In exchange, rules governing European investment and acquisition of Canadian firms are slimming, streamlined and simplified, with no security or Ministry of Finance review necessary, so long as they are valued under $1.5 billion. Seventy per cent of GDP increases in the G8 come from intellectual property and services-related industries, so ceta is a welcome boost for those industries as a growth factor.
The many benefits of CETA are conditional on key safeguards, and the Harper government is highly unlikely to stand up for them. Should it fail to do so, CETA is sure to stand as a missed opportunity that exposes protected and essential Canadian industries to costly abuse on the tax payer’s dime.
CETA needs new and improved arbitration mechanisms that allow Canadian businesses to protest violations and abuses of its binding rules.
NAFTA failed that test several times by allowing the United States to use sophisticated, non-tariff barriers to trade, and to violate anti-subsidies rules in the face of a weak and ineffective trade arbitration process.
Europe is full of economies with a much larger footprint on the global economy than individual Canadian provinces. Without sufficient emphasis by Prime Minister Stephen Harper and Foreign Minister Ed Fast, the ratification of CETA will only add a European dimension to this already substantial burden on Canadian taxpayers.

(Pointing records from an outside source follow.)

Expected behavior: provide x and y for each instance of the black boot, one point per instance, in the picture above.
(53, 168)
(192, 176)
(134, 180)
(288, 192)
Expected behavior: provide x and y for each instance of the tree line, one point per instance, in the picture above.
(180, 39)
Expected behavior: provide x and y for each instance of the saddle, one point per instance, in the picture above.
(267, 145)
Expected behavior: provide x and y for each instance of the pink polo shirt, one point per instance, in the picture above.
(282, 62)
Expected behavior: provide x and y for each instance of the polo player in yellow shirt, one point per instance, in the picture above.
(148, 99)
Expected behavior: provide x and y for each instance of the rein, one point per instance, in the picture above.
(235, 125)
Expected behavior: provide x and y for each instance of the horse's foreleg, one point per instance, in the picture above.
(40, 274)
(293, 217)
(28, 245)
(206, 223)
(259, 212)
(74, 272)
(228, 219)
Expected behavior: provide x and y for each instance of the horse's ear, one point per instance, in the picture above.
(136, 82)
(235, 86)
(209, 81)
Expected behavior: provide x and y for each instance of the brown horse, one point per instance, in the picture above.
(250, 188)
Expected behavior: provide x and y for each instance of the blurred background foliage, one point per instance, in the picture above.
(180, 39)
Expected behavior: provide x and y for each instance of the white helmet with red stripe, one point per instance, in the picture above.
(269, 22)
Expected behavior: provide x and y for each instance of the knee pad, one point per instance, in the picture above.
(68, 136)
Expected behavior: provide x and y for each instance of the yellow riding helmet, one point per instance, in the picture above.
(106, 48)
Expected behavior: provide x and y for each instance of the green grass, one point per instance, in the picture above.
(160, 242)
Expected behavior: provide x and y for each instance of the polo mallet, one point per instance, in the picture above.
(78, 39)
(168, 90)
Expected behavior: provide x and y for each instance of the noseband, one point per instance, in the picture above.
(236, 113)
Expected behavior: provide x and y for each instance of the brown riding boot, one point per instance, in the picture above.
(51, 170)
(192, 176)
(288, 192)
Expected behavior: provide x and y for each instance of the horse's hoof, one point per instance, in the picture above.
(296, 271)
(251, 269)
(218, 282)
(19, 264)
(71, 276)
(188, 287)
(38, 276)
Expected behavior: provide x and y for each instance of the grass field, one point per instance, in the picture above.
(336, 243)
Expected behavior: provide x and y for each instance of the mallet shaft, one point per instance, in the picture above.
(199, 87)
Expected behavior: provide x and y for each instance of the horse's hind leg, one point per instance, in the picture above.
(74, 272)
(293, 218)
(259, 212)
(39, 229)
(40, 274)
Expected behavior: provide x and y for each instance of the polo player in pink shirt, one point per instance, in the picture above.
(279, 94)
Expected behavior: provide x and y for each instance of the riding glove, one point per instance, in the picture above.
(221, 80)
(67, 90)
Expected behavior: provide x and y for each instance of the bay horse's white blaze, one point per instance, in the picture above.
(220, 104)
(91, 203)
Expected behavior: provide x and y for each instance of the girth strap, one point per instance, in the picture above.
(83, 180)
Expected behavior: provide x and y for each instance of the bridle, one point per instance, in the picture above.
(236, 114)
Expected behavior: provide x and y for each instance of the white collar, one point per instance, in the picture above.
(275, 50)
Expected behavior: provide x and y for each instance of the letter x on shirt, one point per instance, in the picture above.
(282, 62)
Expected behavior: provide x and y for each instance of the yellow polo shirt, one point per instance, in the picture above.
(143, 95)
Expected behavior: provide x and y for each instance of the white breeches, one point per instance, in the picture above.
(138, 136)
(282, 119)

Overall, CETA is a welcome addition to Canada’s international trade horizon. It is sure to add to Stephen Harper’s legacy as a prime minister. Its wording, the issues it addresses, and its format already inform other bilateral and global trade agreements in the making, like the Trans Pacific Partnership treaty.
At a time when the United States and Europe are slowly making their way back to the forefront of global growth, this treaty gives the Canadian taxpayer greater disposable income and an even greater range of opportunities. These opportunities come at a great cost to uncompetitive Canadian industries, federal-to-provincial cooperation to mitigate this impact is sure to make CETA a really good deal.
Yves Messy is in his fourth year studying political science.